Have you thought about downsizing in 2020?
Approximately 52 million or 16% of Americans are age 65 and over right now, so it is pretty easy to understand that some of them are thinking of downsizing their homes because they don’t need the same space they did in the past when they had a growing family. Is that you?
It can be very liberating to divest yourself of all the “things” that you have accumulated over the years, but now you no longer need, and that includes your large home. Moving to a less expensive home could provide savings for unanticipated expenditures or cash that could be invested for additional income or even just reducing your retirement expenses and allowing you to take real financial pressure off yourself.
Savings can be realized in areas like the lower premiums for insurances and lower property taxes, as well as the lower utility costs associated with a smaller home.
Typically, owners downsize to a home to 66% to 50% of their current home’s size. In some situations, it is not only economically beneficial, but their interests may have changed so that a different style of home, area, or city might actually fit the lifestyle better. Thinking about a warmer climate in retirement?
And some really good news is this: The sale of a home with a lot of profit in it for you will not necessarily trigger a tax liability. Homeowners are eligible for an exclusion of $250,000 of gain for single taxpayers and up to $500,000 for married taxpayers who have owned and used their home two out of the last five years and haven’t taken the exclusion in the previous 24 months.*
* Homeowners can exclude up to $250,000 of the gain on their principal residence if single and up to $500,000 if married filing jointly. During the five-year period ending on the date of the sale, the taxpayer must have:
- Lived in the home as their main home for at least two years but ownership and use do not have to be continuous nor occur at the same time.

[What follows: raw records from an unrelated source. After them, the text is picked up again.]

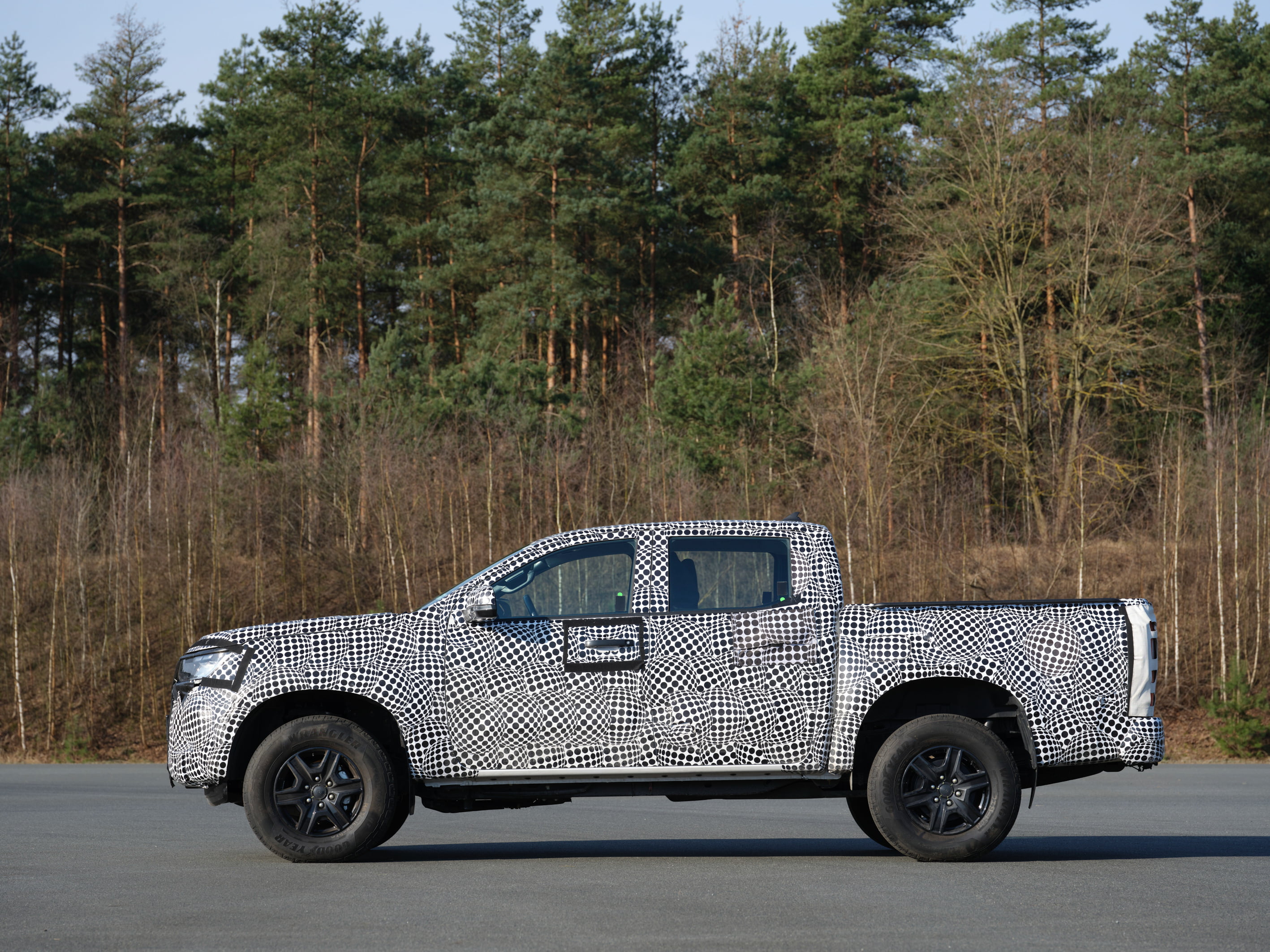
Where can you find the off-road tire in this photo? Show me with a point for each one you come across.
(900, 776)
(403, 811)
(362, 763)
(860, 813)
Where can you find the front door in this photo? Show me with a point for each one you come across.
(553, 682)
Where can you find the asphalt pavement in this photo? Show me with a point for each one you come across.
(107, 856)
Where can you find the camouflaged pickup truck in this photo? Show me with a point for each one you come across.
(694, 660)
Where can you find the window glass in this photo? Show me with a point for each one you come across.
(710, 574)
(592, 579)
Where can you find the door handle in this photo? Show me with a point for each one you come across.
(609, 644)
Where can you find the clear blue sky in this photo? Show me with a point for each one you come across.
(59, 34)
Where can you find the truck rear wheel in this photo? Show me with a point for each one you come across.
(944, 789)
(322, 790)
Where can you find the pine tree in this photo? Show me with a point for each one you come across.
(232, 121)
(732, 168)
(1053, 55)
(861, 81)
(119, 131)
(21, 101)
(310, 73)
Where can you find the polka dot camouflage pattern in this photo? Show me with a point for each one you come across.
(684, 688)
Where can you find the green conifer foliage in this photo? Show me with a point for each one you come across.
(860, 81)
(119, 142)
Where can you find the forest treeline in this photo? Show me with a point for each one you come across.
(995, 311)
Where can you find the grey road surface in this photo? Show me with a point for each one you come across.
(110, 857)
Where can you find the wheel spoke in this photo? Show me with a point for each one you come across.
(939, 817)
(336, 810)
(314, 814)
(300, 770)
(921, 798)
(332, 768)
(976, 781)
(347, 790)
(925, 768)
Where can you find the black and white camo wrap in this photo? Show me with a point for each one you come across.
(717, 688)
(1067, 664)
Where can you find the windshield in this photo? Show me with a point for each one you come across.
(472, 578)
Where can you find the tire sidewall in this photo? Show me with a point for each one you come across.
(897, 824)
(344, 738)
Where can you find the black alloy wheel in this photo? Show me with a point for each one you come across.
(322, 789)
(318, 791)
(945, 790)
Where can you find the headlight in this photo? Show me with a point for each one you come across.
(214, 665)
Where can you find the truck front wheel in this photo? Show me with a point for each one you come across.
(944, 789)
(322, 790)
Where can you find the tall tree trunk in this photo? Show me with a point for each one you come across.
(314, 344)
(124, 347)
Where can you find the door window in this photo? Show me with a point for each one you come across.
(590, 579)
(718, 573)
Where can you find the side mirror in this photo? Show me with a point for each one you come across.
(481, 605)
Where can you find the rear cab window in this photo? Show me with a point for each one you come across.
(728, 573)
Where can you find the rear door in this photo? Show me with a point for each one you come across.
(736, 672)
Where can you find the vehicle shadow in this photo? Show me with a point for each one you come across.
(1024, 849)
(629, 849)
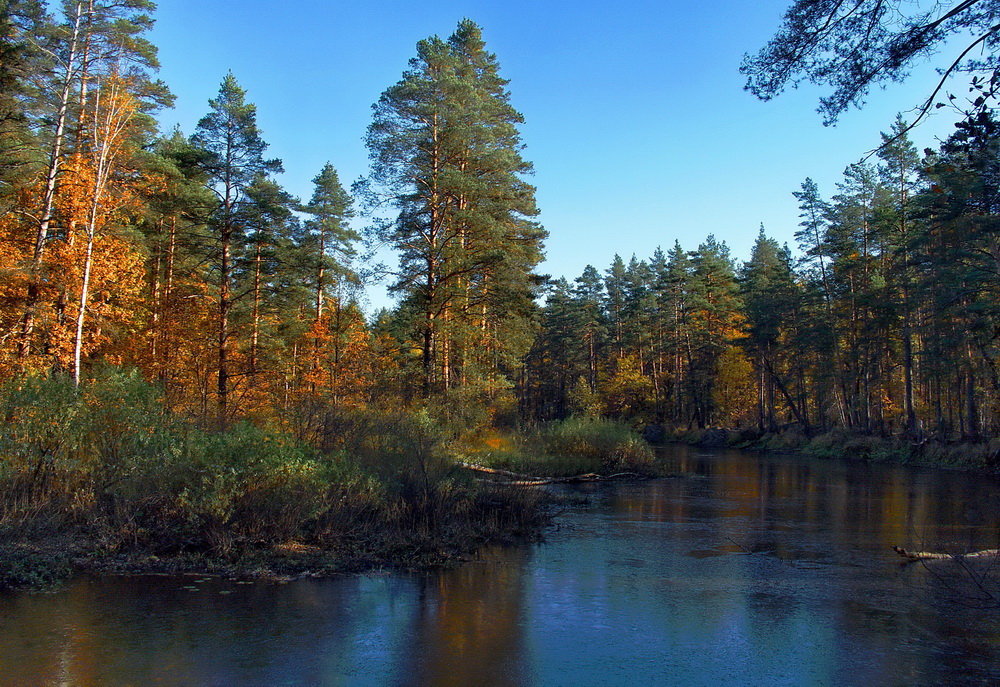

- During the two-year period ending on the date of sale, the taxpayer is not eligible if they excluded the gain on sale of another home.
- If the gain on the sales exceeds the exclusion amount, the balance is taxed at the long-term capital gains rate. Capital assets, such as a home, that are owned for more than twelve months are subject to the favorable long-term capital gains rate which is lower than the ordinary income rate or marginal tax bracket.